Per Anselm Grün la teologia e la fede devono mettersi d’accordo con la psicologia. Perché per «guarire gli uomini» occorre una «fede sana», che possa tener conto della psiche umana: «la psicologia per me ha una funzione di critica della fede. Essa ci mostra dove la spiritualità fallisce nel confronto con i bisogni umani e le strutture psicologiche, rendendo per conseguenza gli uomini malati». Tanto più che la psicologia condurrebbe anch’essa gli uomini a un incontro più intenso e più profondo con il divino: «Essa ci incoraggia a guardare in faccia tutta intera la nostra verità e a portarla davanti a Dio. Perché non si può incontrarlo veramente se non mostrandogli quello che siamo veramente in quanto uomini. » Quando gli si domanda se si sente più monaco o più psicologo, Anselm Grün risponde senza esitare: « La mia identità è quella di un monaco che cerca sempre il segreto di Dio, cercando di rafforzare la sua comprensione della Bibbia e degli insegnamenti cristiani più importanti.

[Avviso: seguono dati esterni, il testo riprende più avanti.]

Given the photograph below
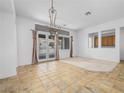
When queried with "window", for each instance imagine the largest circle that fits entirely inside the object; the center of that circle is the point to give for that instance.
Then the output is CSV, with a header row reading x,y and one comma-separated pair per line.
x,y
63,42
108,38
93,40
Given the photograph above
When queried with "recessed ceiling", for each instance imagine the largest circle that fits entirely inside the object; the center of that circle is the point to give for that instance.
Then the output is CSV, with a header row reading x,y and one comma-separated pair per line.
x,y
72,12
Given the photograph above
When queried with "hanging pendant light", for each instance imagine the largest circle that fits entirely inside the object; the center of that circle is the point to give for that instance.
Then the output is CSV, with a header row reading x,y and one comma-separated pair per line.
x,y
52,17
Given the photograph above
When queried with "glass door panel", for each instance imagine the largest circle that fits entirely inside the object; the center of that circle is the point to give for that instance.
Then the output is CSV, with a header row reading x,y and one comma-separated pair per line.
x,y
46,46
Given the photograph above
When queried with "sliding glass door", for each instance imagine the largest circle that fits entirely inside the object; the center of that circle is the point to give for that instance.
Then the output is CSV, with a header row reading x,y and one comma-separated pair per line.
x,y
45,46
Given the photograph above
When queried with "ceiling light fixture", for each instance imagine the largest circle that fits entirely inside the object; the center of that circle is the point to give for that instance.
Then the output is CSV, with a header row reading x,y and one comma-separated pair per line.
x,y
52,17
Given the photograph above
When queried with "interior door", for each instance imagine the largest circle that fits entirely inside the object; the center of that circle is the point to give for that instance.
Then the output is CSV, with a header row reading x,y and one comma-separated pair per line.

Vorrei aiutare gli altri nella ricerca di una vita nutrita di fede. Non sperimento una doppia identità, sono un monaco che si interessa degli esseri umani e dei loro problemi».
Una parola che purifica
A 65 anni Anselm Grün volge oggi uno sguardo sereno sulla sua vita, citando il suo passo preferito della Bibbia: «Una delle parole più importanti è, secondo me, quella di Gesù nel vangelo secondo Giovanni: “Voi siete già puri per la parola che vi ho rivolto” [15,3]. Visibilmente Gesù ha avuto una maniera di parlare che dava alle persone la sensazione di essere in accordo con se stessi. Mi piacerebbe poter parlare e scrivere in questa maniera anch’io. Perché si sentano accettati così come sono e anche perché si accettino. Mi piacerebbe che le mie parole sprigionassero una parte di questo spirito purificatore di Gesù». Ed è proprio con le sue parole che questo infaticabile benedettino tenta di trasmettere le luci della tradizione cristiana: l’importanza della libertà interiore, la possibilità di accettarsi e di nutrire la vita alle sorgenti della fede.